La NATO è in trattative per schierare più armi nucleari di fronte alle crescenti minacce provenienti da Russia e Cina. Lo afferma il Telegraph, citando un’intervista rilasciata al quotidiano britannico dal segretario generale dell’Alleanza Nord Atlantica Jens Stoltenberg, secondo il quale la Nato deve mostrare al mondo il suo arsenale per inviare un messaggio diretto ai suoi nemici.

Dichiarazioni che sono subito finite nel mirino di Mosca: “Un’altra escalation di tensione”, le ha definite il portavoce del Cremlino Dmitry Peskov. “Ciò che ha detto Stoltenberg chiaramente non concorda con la stessa affermazione di ieri (alla conferenza di Lucerna), che non tutti hanno firmato e che, se non sbaglio, parla anche dell’inammissibilità di tale retorica”, ha detto Peskov, citato da Ria Agenzia Novosti.

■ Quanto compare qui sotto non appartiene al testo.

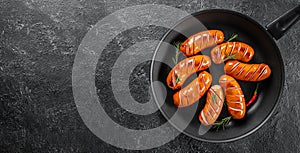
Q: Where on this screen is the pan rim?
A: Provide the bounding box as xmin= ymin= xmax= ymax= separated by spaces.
xmin=150 ymin=9 xmax=285 ymax=143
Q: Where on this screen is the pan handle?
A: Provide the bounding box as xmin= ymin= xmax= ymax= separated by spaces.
xmin=266 ymin=5 xmax=300 ymax=40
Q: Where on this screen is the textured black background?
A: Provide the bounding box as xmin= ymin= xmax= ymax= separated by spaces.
xmin=0 ymin=0 xmax=300 ymax=153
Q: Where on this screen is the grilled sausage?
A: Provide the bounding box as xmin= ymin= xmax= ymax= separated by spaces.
xmin=180 ymin=30 xmax=224 ymax=56
xmin=211 ymin=42 xmax=254 ymax=64
xmin=166 ymin=55 xmax=211 ymax=90
xmin=173 ymin=71 xmax=212 ymax=107
xmin=199 ymin=85 xmax=225 ymax=126
xmin=219 ymin=75 xmax=246 ymax=119
xmin=224 ymin=60 xmax=271 ymax=82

Da parte sua, il capo dei servizi segreti esterni russi, Serghei Naryshkin, ha affermato che Stoltenberg vuole “spaventare” Mosca e ha invitato alla calma. Allo stesso tempo il Cremlino ha respinto i risultati della conferenza di pace sull’Ucraina svoltasi in Svizzera: “sono vicini allo zero”, ha commentato Peskov.

Il capo dell’Alleanza aveva rivelato al Telegraph che si erano svolte consultazioni in diretta tra i membri della NATO sul ritiro dei missili dai depositi e sulla loro messa in stand-by. “Non entrerò nei dettagli operativi su quante testate nucleari dovrebbero essere operative e quali dovrebbero essere immagazzinate, ma dobbiamo consultarci su questi temi: questo è esattamente ciò che stiamo facendo”, ha detto Stoltenberg al quotidiano britannico.

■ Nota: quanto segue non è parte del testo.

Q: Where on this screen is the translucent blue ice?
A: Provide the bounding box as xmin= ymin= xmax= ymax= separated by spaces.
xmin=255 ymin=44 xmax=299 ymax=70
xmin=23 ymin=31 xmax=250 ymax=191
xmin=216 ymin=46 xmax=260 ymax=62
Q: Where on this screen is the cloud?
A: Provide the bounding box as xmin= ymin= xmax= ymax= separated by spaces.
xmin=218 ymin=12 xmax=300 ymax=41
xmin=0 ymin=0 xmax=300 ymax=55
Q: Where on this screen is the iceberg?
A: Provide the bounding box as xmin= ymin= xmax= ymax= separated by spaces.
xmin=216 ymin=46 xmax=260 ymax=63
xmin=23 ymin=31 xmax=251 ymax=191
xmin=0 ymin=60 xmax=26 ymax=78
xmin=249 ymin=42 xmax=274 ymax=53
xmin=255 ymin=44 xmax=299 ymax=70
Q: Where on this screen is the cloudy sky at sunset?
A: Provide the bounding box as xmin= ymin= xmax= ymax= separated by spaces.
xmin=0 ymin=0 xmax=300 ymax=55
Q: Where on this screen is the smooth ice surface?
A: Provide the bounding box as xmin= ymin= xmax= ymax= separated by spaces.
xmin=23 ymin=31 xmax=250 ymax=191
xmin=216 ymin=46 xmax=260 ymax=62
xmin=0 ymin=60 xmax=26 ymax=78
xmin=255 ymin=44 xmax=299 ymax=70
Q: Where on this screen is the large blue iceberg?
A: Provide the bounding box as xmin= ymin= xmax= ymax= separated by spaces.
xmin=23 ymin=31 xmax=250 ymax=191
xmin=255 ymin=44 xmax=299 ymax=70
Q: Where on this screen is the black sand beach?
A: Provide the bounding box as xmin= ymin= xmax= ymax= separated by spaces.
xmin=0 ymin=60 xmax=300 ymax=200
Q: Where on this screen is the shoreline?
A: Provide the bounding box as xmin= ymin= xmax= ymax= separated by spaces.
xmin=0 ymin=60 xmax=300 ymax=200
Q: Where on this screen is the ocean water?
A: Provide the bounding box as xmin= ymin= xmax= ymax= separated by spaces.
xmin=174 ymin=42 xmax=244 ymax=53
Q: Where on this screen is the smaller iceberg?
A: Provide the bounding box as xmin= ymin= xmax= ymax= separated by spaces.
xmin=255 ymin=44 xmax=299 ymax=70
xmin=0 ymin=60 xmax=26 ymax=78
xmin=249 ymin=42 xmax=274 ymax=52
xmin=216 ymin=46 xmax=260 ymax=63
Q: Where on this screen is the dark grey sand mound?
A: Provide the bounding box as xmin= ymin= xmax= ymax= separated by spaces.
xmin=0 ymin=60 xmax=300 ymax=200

Nell’intervista, Stoltenberg ha lanciato un duro avvertimento sulla minaccia proveniente dalla Cina, ha affermato di aspettarsi che un governo laburista nel Regno Unito sia un fedele alleato della Nato e ha difeso i nuovi piani per fornire armi all’Ucraina per sfidare . Il segretario generale dell’Alleanza ha sottolineato che la trasparenza nucleare deve essere la pietra angolare della strategia della NATO per preparare il blocco Nord Atlantico a quello che ha descritto come un mondo più pericoloso. “La trasparenza aiuta a comunicare il messaggio diretto che siamo ovviamente un’alleanza nucleare – ha detto Stoltenberg -. L’obiettivo della NATO è un mondo senza armi nucleari, ma finché esisteranno tali armi rimarremo un’alleanza nucleare, perché un mondo in cui Russia, Cina e Corea del Nord hanno armi atomiche e la NATO no, è un mondo più pericoloso”.

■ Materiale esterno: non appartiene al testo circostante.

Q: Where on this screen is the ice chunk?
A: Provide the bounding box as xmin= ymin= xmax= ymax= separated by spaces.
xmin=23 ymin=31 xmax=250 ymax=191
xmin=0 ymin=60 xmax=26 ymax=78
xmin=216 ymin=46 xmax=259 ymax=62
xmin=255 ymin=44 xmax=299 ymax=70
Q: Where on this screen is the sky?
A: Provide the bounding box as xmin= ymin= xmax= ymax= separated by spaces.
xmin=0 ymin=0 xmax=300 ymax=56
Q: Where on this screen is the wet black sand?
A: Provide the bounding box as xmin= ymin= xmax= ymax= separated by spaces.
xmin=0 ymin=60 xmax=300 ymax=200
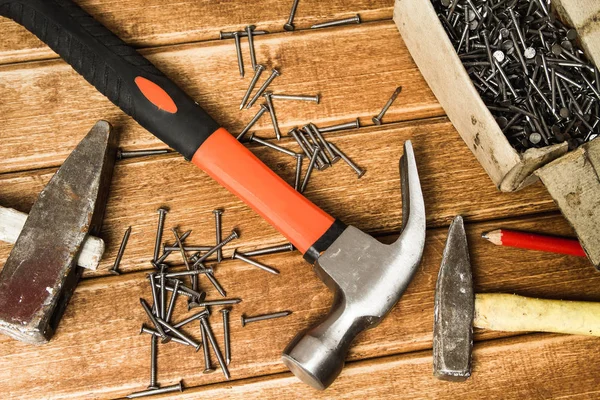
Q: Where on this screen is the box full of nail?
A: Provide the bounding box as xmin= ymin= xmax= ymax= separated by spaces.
xmin=394 ymin=0 xmax=600 ymax=192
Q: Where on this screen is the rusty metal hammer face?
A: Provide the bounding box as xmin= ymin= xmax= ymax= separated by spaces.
xmin=283 ymin=141 xmax=425 ymax=390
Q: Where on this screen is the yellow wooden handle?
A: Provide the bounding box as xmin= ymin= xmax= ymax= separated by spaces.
xmin=473 ymin=293 xmax=600 ymax=336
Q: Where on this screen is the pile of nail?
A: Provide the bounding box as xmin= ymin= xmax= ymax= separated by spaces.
xmin=125 ymin=208 xmax=294 ymax=398
xmin=220 ymin=22 xmax=365 ymax=193
xmin=432 ymin=0 xmax=600 ymax=152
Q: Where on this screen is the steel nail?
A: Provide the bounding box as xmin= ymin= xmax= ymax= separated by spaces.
xmin=246 ymin=68 xmax=281 ymax=108
xmin=153 ymin=207 xmax=169 ymax=262
xmin=140 ymin=299 xmax=171 ymax=343
xmin=236 ymin=104 xmax=269 ymax=141
xmin=271 ymin=93 xmax=321 ymax=104
xmin=109 ymin=227 xmax=131 ymax=275
xmin=154 ymin=230 xmax=192 ymax=265
xmin=310 ymin=14 xmax=360 ymax=29
xmin=200 ymin=318 xmax=231 ymax=380
xmin=294 ymin=154 xmax=304 ymax=190
xmin=329 ymin=143 xmax=366 ymax=178
xmin=246 ymin=25 xmax=256 ymax=71
xmin=231 ymin=249 xmax=279 ymax=275
xmin=125 ymin=381 xmax=183 ymax=399
xmin=240 ymin=64 xmax=265 ymax=110
xmin=283 ymin=0 xmax=299 ymax=31
xmin=221 ymin=308 xmax=231 ymax=365
xmin=263 ymin=92 xmax=281 ymax=140
xmin=213 ymin=209 xmax=223 ymax=262
xmin=248 ymin=133 xmax=296 ymax=157
xmin=233 ymin=32 xmax=244 ymax=78
xmin=372 ymin=86 xmax=402 ymax=125
xmin=199 ymin=318 xmax=215 ymax=374
xmin=300 ymin=146 xmax=321 ymax=193
xmin=241 ymin=311 xmax=292 ymax=327
xmin=244 ymin=243 xmax=296 ymax=257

Il segretario generale dell’Alleanza ha poi avvertito che è soprattutto la Cina a investire massicciamente nelle armi moderne, compreso l’arsenale atomico: Pechino vorrebbe possedere 1.000 testate nucleari entro il 2030. “E questo significa che in un futuro non troppo lontano la Nato potrebbe dover affrontare qualcosa che non ha mai affrontato prima, vale a dire due potenziali avversari dotati di energia nucleare: Cina e Russia. Naturalmente questo ha delle conseguenze”, ha detto Stoltenberg, aggiungendo che gli Stati Uniti e i loro alleati europei stanno attualmente modernizzando i loro arsenali atomici.

Capo degli 007 russi: “Condizioni di pace più dure per Kiev in futuro”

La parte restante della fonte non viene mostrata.